HSPC-NK cell generation using NK MACS medium results in functional NK cells with an active phenotype
To evaluate the functionality of the HSPC-NK cells generated using the NK MACS based protocol, we determined phenotype, potency, proliferation capacity and metabolic activity for independent cultures in 6-well plates. At the end of the culture the HSPC-NK cells expressed high levels of NKG2A, NKG2D, DNAM-1 and NKp46 (mean all ≥ 70%, mean ± SD: CD16 3.0% ± 2.4, NKG2A 85.8% ± 19.5, NKG2D 73.0% ± 21.3, KIRs 33.1% ± 11.8, DNAM-1 73.0% ± 20.6, Perforin 65.2% ± 10.5, NKp46 91.5% ± 12.9) (Fig. 1H). Moreover, functionality was evaluated after K562 challenge. 61.6% ± 4.5 of the CD56+perforin+ NK cells expressed degranulation marker CD107a and 10.7% ± 3.9 simultaneously produced IFNγ, which is comparable with NK cells generated in CellGro DC medium (Fig. 1I and Suppl Fig. 1, versus 8.3 ± 2.5 and 0.3 ± 0.2 respectively for unstimulated CD56+perforin+ NK cells, mean ± SEM) [26]. In addition, high proliferative capacity of 85.1% ± 1.0 for IL2 and 95.1% ± 0.1 for IL15 activated NK cells was shown (Fig. 1J). Finally, HSPC-NK cells were evaluated in glycolytic and mitochondrial stress tests, in comparison to PB-NK cells (Fig. 1K–L). Next, fold increase of the two donors per NK cell source, measured in duplo or triplo, were pooled. The changes in ECAR and OCR were analyzed showing comparable glycolysis [HSPC-NK 1.4 ± 0.4 fold change (mean ± SEM) vs PB-NK 0.8 ± 0.1], glycolytic capacity (HSPC-NK 4.3 ± 1.4 fold change vs PB-NK 3.9 ± 0.9), and maximal respiration (HSPC-NK 4.7 ± 0.7 fold change vs PB-NK 3.3 ± 0.2). All together these data show that the NK MACS based protocol results in robust proliferation and differentiation towards potent, functional and metabolically active CD56+ NK cells.

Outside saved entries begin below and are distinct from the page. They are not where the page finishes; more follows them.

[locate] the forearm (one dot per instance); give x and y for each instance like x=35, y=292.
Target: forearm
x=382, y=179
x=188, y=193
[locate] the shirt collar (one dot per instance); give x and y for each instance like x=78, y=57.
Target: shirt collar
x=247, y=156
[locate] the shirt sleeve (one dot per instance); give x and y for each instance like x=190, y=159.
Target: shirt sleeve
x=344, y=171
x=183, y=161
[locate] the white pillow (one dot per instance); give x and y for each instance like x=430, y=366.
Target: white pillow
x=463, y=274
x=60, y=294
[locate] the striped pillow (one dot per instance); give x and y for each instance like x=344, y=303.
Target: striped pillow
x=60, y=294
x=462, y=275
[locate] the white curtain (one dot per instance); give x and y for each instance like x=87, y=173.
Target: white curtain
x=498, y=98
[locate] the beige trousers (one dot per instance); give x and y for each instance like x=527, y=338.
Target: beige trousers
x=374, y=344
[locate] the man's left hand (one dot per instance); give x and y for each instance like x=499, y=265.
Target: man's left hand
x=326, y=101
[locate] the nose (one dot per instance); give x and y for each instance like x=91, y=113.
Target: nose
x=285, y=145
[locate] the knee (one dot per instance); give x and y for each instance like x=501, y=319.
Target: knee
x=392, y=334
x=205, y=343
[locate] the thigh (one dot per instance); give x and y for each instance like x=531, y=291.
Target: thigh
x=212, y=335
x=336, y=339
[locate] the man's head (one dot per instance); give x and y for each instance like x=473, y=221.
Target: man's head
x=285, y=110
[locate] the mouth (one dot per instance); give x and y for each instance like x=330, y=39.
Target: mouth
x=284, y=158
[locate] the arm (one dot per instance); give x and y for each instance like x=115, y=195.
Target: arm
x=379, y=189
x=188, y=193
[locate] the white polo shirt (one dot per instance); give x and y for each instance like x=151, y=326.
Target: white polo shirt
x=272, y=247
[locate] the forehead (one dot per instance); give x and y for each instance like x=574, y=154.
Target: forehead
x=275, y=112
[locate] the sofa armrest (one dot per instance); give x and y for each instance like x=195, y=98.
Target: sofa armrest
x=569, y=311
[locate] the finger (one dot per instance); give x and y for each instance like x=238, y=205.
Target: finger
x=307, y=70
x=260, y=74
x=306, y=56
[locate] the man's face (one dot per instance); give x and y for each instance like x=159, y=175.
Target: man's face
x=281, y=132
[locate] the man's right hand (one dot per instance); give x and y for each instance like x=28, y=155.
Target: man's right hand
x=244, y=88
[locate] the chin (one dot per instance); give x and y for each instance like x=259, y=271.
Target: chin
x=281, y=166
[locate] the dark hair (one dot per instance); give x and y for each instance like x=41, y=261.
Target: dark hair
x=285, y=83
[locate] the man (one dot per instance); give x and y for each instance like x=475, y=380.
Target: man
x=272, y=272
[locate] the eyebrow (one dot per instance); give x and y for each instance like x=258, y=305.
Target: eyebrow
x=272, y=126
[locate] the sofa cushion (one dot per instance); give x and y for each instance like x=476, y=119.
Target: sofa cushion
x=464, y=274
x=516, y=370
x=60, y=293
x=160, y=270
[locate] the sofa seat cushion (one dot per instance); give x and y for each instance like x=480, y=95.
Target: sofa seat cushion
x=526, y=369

Successful validation of the RNK001 manufacturing process
For validation of the manufacturing process seven independent runs were performed, using different UCB units, to establish the reproducibility of the culture process as documented in our investigational medicinal product dossier (Table 1). All cultures showed similar expansion patterns (Fig. 2A). Total number of nucleated cells ranged between 2.4 × 109 and 4.5 × 109 cells (670–2076 fold expansion) before harvesting the cells (Fig. 2A, B). The percentage of CD45+CD56+CD3− cells ranged between 70 and 96%, with a mean of 84%, resulting in an absolute NK cell number of 1.0 × 109 to 2.9 × 109, with a mean of 2.1 × 109, after harvesting and washing (Fig. 2C, D, Table 1). CD45+CD56− cells consisted mainly of CD14+ and/or CD15+ cells (Supplementary Table 1). CD3+ T cell content and CD19+ B cell content was < 1.0 × 105/kg and < 3.0 × 105/kg, respectively (Table 1). Maturation of the NK cell product was established with mean ± SD expression for CD16 8% ± 5, NKG2A 75% ± 11, NKG2D 63% ± 25, KIRs 11% ± 4, DNAM-1 85% ± 8, perforin 79% ± 10, NKp46 87% ± 8, NKp44 71% ± 19 and NKp30 84% ± 11 (Fig. 2E, Table 1). Moreover, functional activity after K562 challenging resulted in a mean CD107a+ expression of 52.7% ± 5.1 and IFNγ+ of 8.6% ± 1.8, which was comparable to culture in 6-well plates (Fig. 2F and Suppl Fig. 1, mean ± SEM, versus 4.5 ± 0.9 and 0.1 ± 0.0 respectively for unstimulated CD56+perforin+ NK cells (mean ± SD). Finally, HSPC-NK cells were evaluated in glycolytic and mitochondrial stress tests and compared to PB-NK cells. The changes in ECAR and OCR were analyzed showing adequate glycolysis [HSPC-NK 1.4 ± 0.5 fold change (mean ± SEM, n = 3) vs PB-NK 0.8 ± 0.1 (n = 2)] glycolytic capacity (HSPC-NK 2.5 ± 0.5 fold change vs PB-NK 3.9 ± 0.9), and maximal respiration (HSPC-NK 2.4 ± 0.4 pmol/min/normalized unit vs PB-NK 3.3 ± 0.2) (Fig. 2G, H). All cultures were sterile according to Ph. Eur. 2.6.1 and had low (< 0.3 EU/ml) endotoxin burden according to Ph. Eur. 2.6.14.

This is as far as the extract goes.